WST's exclusive daily SIA show coverage includes an analysis of the show's opening general session, which featured Fidelity's Steven Elterich and Ameritrade's Joe Ricketts.

Individual investors have gotten a taste of the power of online investing, and they want more...much more.

Speaking at the SIA Technology Management Conference's opening general session, Steven Elterich, president of Fidelity eBusiness, could not stress enough that online financial services need to offer individual investors complete and total account aggregation. Elterich pointed out that aggregation goes far beyond just collecting market data from various sources, but will come to mean aggregating accounts from within a large enterprise and then from outside the enterprise.

Firms have dealt with aggregating market data, news and information, and they have embarked upon aggregating client information that resides in the organization's various business units. Beyond that, financial services companies will have to reach outside the organization, bringing in client account data that resides at other companies. The key is to provide the customer with a one-stop-shopping experience.

"This is gut-wrenching for many companies," Elterich said referring to the idea that firms will have to partner sometimes with quasi-competitors. "You need to partner. We have 30 content partnerships and we see that doubling over the next year."

Account aggregation leads to numerous other issues.
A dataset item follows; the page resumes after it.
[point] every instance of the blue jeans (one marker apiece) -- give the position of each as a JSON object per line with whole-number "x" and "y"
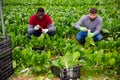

First off, the company needs to contend with the strain on speed that an increasing amount of content will place on its Web site. The company must also more closely scrutinize the manner in which their e-company is set up: is each individual business unit responsible for their own initiatives, or does the company charge one group with overseeing a coordinated development?

Firms must also focus on the adoption of increasingly complex online tools. "Tools are very important to the user's experience," Elterich explained. "You need to give them full financial planning, the ability to do good portfolio management."

As a sign of the times, Joe Ricketts, chairman of Ameritrade Holding Corp, who also spoke in the opening session, pointed to OnMoney.com, which portends to give investors just those tools, automating a good portion of the investing process. Ricketts says that OnMoney will eventually link to any number of brokers - not just Ameritrade. Users will set pre-defined investment parameters, such as sell a certain number of shares of stock XYZ when it hits $80. When that limit is reached, OnMoney will link to the broker and transact without the intervention of the individual.

Separately, both Ricketts and Elterich declared that 24-hour trading days are inevitable. "Today we do about 500/600 trades a day in the after-hours, and we expect that to continue to grow," Ricketts said. "You can't disassociate London from New York...As the rest of the world gravitates together, markets will just get bigger and bigger."